Two Harvard undergraduates were awarded the prestigious Harry S. Truman Scholarship, a public service award that recognizes the work of approximately one college junior from each of the fifty states who has demonstrated a strong commitment to leadership and public service.
Anthony C. Hernandez ’12 and Niharika S. Jain ’12 were among the 60 winners announced last week by the Truman Foundation out of an original 602 applicants. They will each receive $30,000 to be used towards tuition at a graduate school of their choosing.
The scholarship was awarded based on “leadership potential” and “likelihood of ‘making a difference’ in public service” after an intensive application process that included an in-house competition for Harvard’s four coveted nominations, three letters of recommendation, personal essays, and multiple rounds of interviews.
“I felt like I was taking a sixth class in the fall. It’s a big time commitment,” Jain said.
“It made me think a lot about my future goals and plans,” she added.
Both Jain and Hernandez have strong interests in education policy. Hernandez said education has always been a big part of his life.

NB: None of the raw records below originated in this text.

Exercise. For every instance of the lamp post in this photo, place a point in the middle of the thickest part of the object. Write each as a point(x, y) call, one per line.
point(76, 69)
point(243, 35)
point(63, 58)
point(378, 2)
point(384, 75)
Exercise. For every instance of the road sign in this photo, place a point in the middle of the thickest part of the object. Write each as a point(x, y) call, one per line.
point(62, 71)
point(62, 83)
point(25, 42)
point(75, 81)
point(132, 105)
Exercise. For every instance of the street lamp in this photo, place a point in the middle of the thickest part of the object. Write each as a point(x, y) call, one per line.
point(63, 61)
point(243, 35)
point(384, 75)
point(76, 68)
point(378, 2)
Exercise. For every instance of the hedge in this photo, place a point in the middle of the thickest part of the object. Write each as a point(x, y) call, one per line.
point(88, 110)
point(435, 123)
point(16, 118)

“My mom was a teacher. My biggest role models growing up were teachers,” Hernandez said. “I really do believe in the power of education, and I always knew I wanted to go into public policy.”
Hernandez said a course he took at Harvard—Government 1368: The Politics of American Education—inspired him to pursue American education policy.
“My interests snowballed from there,” he said. “I worked at a Minneapolis charter school last summer and I will be student-teaching at a Cambridge public school in the fall.”
Jain said she has always known that she was going to go into public policy.
“My parents instilled in me a value for public service at a very young age,” she said. “I’m really interested in addressing inequalities in education in America. I’m also interested in social entrepreneurship. My plans for the future involve both of these ideas.”
Both students submitted policy proposals highlighting improvements that could be made in their areas of their interest.
“My policy proposal advocated for mayor control for the Minneapolis public school system,” Hernandez said.
Jain proposed that the Department of Education do more work on combatting the commercial sexual exploitation of children.
Upon completion of graduate school, both Truman Scholars will be required to work for at least three years in public service.
Jain reflected on the experience as both humbling and enjoyable.
“I met so many amazing people,” she said. “It was really a great experience and I’m lucky to have been a part of it.”
“I’m ecstatic about this award,” Hernandez added. “I’m just super-excited to have been chosen.”